The story isn't all positive for America's budget airlines. Spirit Airlines, trimmed its schedule by about 70% in May compared to April. It operated significantly fewer flights than either Allegiant or Frontier.

However, the Miramar, Florida-based carrier was able to increase enplanements by 5% in May. Even though the airline's scale wasn't as big as its competitors, Spirit filled its planes.

That Spirit and other ULCCs were able to fill their planes doesn’t come as a surprise. These carriers slashed their fares to new lows, which clearly seems to have convinced some on-the-fence travelers to take to the skies. Plus, these airlines primarily focus on leisure travel, which has been recovering at a faster rate than business travel.

Related: What’s it like to fly during a pandemic? We compared 4 different US airlines

JetBlue cut flights, increased passengers

JetBlue followed a very similar pattern to Spirit Airlines. The carrier operated 42% fewer flights in May, but enplanements rose by 57% from what will likely be a historically bad April for the carrier.

JetBlue remains one of the handful of airlines capping the capacity of every flight. Through at least Oct. 15, the New York-based airline is blocking all middle seats in coach.

JetBlue planes parked at JFK (Photo by Zach Griff/The Points Guy)

In May, JetBlue carried more passengers compared to April. Nonetheless, JetBlue remains one of the best airlines to fly to maximize onboard social distancing. Even if its load factor increases — like it did in May — you can rest assured it won't get close to 100% through Oct. 15.
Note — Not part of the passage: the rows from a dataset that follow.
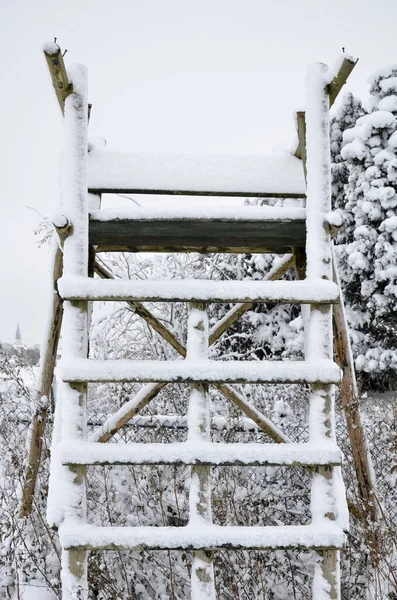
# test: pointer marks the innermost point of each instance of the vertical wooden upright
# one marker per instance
(72, 396)
(319, 327)
(199, 430)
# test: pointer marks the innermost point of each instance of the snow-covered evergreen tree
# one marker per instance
(370, 276)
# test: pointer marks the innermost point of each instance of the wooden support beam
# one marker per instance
(332, 89)
(143, 312)
(148, 392)
(44, 383)
(62, 86)
(337, 83)
(239, 309)
(199, 431)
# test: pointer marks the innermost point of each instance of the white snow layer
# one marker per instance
(87, 370)
(202, 212)
(255, 174)
(200, 452)
(308, 291)
(324, 535)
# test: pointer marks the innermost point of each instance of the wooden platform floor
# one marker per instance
(197, 235)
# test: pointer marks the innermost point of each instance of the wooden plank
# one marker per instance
(199, 433)
(337, 83)
(315, 371)
(62, 86)
(318, 329)
(199, 290)
(200, 235)
(143, 312)
(73, 396)
(46, 374)
(211, 537)
(239, 309)
(200, 451)
(258, 175)
(202, 192)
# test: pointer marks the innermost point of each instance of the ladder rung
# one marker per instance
(186, 229)
(205, 214)
(320, 536)
(201, 453)
(299, 292)
(203, 175)
(211, 371)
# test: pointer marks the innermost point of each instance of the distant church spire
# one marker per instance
(18, 338)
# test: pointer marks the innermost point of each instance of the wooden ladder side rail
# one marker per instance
(110, 427)
(349, 392)
(47, 366)
(333, 89)
(326, 505)
(60, 80)
(46, 375)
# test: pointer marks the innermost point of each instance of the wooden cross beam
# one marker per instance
(62, 86)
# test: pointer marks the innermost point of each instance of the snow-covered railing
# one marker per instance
(90, 537)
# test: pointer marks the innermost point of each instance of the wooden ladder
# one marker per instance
(98, 171)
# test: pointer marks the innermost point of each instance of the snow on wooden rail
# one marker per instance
(324, 535)
(182, 290)
(200, 453)
(231, 175)
(202, 213)
(211, 371)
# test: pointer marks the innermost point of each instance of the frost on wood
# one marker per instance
(326, 535)
(201, 452)
(256, 174)
(81, 370)
(300, 292)
(205, 213)
(366, 194)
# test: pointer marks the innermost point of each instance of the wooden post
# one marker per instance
(202, 577)
(43, 387)
(62, 86)
(72, 397)
(319, 328)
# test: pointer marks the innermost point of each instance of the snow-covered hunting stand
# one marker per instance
(302, 233)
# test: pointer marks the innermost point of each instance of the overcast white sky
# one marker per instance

Related: JetBlue flyers want empty middle seats, says international flights coming to LAX

American filled the most seats of the Big 3

Before the pandemic, American Airlines was the largest U.S. carrier. AA retained that title in May based on the 53,495 flights it operated. (Delta and United both operated about 30,000 flights in May.)

AA also beat its major competitors for the number of enplanements month-over-month. American saw a nearly 160% growth in enplanements, compared to 78% and 100% at Delta and United, respectively.

The latest data coincides with the guidance American's executives gave back in May. According to AA's CEO Doug Parker, "We are still flying only 20% of our schedule, but on that much-reduced schedule we are definitely seeing more demand than we were seeing in prior months."

American planes at PHX (Photo by Zach Griff/The Points Guy)

The second-quarter results also paint a similar picture. Passenger revenue at American was at least 61% higher than its two competitors in the second quarter, their respective financial statements show. At the same time, the airline flew at least 61% more capacity than either Delta and United.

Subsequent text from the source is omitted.